Only new species of companies, built on fresh business models, enabled by smarter policies, and energized by modern technology, can unlock that growth. That reality explains why insurance penetration remains below 2%, why electricity companies deliver more darkness than light, why access to clean potable water is still elusive, and why we deploy nearly 65% of our workforce yet still struggle with hunger and low productivity. You can add many more items to that list.

It is tempting to blame customers, but history teaches us otherwise. Recall the 1990s, when new-generation banks emerged and convinced Nigerians, many for the first time, that banking services could be trusted and valuable. That same level of redesign is now required in insurance, power, water, education, healthcare, and beyond. The companies capable of driving those transformations are still too few.

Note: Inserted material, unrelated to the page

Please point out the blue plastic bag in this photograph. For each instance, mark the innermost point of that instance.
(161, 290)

I noted recently that South Africa runs a national budget about $100 billion larger than Nigeria’s, despite having less than 30% of Nigeria’s population. That is not magic; it is the outcome of productivity, structure, and effective enterprises. Their stock market is worth at least $1 trillion more than Nigeria’s. That is not luck; it is a translation of an economy from money to capital. Nigeria needs that to happen; move from money and capitalize the economy!

Get it: Money is a subset of capital, and nations which allow money to dominate their thinking inevitably underperform. In Nigeria, we are excessively focused on money. But until Nigerian policymakers reorient our priorities toward capital formation and evolution, our economic struggles will persist, because without capital, money only scales poverty!